Lynn Vavreck, a political science professor at the University of California, Los Angeles, agrees with Tolbert. "The state of the nation's economy and the slow recovery make the context across states similar and important," Vavreck says.
The economy is almost always a campaign issue, Vavreck says, but this year it has become a hot-button issue earlier in the game. The country's slow economic recovery, she says, "has sharpened the focus on the economy during the nominating process."
Another element, electability — that is, the probability of beating President Obama in the general election — "has always been an important consideration to primary voters, and this year I think the differences on this dimension are more clear than in previous years," Vavreck says.
"This has also made Romney a focal candidate. The others in the field this year have more profound weaknesses in terms of electability than did Mike Huckabee or Rudy Giuliani or Fred Thompson, for example, all of whom were popular candidates at this point in the process in 2008," Vavreck continues.
If Romney does win South Carolina and/or Florida and other primaries in the South, it will be meaningful.

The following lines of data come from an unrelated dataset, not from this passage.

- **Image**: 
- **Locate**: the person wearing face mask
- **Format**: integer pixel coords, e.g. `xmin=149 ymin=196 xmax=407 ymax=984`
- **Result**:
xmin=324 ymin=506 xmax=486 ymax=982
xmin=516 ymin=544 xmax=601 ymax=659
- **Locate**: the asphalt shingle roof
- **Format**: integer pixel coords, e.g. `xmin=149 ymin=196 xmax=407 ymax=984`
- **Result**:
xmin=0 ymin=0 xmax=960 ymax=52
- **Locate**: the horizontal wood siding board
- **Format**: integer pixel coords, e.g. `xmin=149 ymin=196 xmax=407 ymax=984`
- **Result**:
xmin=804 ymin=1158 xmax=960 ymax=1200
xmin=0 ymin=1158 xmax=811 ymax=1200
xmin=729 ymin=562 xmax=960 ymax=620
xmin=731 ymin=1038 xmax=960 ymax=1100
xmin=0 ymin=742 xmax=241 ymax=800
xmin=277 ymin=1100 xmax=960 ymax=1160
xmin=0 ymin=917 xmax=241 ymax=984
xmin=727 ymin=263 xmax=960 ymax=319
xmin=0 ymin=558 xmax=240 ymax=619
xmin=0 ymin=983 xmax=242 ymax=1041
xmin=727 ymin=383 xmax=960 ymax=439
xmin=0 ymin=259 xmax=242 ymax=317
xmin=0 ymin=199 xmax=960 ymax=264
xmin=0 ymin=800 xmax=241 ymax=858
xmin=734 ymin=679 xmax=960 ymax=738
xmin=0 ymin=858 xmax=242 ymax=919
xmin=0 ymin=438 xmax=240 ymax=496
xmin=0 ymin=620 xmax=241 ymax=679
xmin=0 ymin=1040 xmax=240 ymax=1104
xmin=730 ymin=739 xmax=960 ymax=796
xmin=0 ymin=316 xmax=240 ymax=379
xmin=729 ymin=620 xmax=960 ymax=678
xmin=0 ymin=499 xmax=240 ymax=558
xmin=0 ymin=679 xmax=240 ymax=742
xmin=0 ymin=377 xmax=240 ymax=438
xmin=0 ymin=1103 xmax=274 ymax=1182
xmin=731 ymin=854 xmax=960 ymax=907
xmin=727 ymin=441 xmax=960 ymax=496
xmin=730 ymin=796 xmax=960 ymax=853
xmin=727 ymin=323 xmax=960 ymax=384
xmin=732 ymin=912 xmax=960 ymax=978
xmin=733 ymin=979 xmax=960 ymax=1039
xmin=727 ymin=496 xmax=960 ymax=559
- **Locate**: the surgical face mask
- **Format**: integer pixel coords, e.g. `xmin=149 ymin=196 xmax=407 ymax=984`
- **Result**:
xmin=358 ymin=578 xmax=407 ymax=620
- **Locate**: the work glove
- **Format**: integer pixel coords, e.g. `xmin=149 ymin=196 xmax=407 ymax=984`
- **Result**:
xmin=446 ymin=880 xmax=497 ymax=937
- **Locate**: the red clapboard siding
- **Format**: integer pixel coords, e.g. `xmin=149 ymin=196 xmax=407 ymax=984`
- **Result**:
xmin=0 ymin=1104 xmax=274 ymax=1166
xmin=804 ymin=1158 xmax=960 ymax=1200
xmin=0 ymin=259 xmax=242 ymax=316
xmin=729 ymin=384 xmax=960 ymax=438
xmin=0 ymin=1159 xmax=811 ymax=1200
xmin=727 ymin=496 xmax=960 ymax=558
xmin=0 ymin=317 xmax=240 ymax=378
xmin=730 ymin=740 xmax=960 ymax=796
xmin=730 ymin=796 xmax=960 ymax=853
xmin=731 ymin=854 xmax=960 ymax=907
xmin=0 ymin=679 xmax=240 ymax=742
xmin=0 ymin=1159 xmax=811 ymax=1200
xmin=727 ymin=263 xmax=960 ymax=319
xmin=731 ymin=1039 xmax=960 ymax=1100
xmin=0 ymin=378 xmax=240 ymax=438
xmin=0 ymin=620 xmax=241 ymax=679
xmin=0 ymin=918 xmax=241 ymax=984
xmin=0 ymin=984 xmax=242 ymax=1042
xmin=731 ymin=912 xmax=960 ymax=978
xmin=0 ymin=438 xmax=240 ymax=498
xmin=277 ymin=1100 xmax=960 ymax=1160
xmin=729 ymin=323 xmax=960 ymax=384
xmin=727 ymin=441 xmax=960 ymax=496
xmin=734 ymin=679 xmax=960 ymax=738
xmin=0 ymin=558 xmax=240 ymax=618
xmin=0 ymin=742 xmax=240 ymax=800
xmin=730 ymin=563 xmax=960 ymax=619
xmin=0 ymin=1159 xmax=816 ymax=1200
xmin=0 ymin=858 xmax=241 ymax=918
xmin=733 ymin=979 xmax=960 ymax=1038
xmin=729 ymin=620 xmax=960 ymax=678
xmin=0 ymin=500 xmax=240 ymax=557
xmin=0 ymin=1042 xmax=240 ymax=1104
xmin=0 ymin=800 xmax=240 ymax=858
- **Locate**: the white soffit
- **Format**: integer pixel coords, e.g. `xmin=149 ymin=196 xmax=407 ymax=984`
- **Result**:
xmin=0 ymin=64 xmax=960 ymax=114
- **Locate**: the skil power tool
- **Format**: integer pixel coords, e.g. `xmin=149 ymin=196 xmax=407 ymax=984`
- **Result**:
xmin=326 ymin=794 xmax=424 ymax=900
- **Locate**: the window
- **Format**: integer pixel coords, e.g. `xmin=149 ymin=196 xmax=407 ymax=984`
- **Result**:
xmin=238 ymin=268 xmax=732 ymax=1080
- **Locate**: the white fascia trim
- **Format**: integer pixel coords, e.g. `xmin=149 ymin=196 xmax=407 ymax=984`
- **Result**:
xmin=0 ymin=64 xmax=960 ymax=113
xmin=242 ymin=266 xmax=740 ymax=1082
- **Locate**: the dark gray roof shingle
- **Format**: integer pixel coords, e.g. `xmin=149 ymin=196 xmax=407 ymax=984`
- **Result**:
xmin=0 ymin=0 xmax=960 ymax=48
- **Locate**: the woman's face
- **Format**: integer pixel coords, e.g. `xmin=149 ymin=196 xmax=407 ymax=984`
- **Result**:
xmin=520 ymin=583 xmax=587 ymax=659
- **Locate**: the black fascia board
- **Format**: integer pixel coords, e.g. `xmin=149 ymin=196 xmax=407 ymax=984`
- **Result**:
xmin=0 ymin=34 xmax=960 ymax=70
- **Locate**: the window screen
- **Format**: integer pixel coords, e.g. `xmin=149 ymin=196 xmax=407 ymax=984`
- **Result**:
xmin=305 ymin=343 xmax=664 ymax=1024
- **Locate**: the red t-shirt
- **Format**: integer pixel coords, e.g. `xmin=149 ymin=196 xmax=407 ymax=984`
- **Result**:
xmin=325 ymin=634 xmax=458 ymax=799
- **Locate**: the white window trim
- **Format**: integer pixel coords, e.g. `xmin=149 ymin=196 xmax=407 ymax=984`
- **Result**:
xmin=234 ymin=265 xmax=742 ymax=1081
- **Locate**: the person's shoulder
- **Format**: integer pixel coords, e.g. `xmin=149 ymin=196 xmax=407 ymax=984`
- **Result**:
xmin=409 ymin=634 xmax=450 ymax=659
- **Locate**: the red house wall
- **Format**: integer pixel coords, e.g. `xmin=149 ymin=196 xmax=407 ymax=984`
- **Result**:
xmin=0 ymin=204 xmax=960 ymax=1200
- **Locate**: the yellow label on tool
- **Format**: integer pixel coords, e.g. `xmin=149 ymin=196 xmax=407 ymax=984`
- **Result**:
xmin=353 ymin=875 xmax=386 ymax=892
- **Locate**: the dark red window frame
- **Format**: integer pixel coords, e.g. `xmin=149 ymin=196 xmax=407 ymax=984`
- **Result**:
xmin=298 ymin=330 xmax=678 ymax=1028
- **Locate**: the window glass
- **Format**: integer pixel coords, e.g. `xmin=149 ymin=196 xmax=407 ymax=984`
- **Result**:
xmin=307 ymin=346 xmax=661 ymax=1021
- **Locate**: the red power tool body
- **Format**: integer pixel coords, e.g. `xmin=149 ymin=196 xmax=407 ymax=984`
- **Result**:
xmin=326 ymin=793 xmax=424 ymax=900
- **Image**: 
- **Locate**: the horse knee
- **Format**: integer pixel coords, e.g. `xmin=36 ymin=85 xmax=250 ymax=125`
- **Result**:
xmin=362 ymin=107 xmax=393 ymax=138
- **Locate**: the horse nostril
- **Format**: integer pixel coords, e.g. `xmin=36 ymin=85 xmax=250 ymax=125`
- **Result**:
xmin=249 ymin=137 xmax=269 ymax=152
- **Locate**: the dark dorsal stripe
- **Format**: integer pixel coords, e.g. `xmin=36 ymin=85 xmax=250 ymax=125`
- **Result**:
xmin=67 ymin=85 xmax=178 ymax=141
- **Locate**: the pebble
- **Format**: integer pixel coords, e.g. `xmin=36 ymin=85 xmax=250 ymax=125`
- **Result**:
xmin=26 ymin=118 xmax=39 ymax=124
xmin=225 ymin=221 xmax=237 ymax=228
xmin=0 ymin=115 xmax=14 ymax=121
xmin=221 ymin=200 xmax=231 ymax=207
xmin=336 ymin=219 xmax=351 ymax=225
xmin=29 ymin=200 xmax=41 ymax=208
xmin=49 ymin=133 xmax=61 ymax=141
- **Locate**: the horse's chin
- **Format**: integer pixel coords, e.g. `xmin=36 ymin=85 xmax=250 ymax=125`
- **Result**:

Larry M. Bartels, a political science professor at Vanderbilt University, says that "the South has gradually become less politically distinctive over the past 60 years."
But, Bartels adds, specific primary and caucus outcomes are still "quite sensitive to idiosyncratic factors — for example, who else is in the field, who has money and organization, who has 'momentum' based on recent outcomes and media coverage."
If Romney carries the South in the 2012 primary season, according to Bartels, "it will say more about the weakness of the Republican field than about the state of Southern regionalism."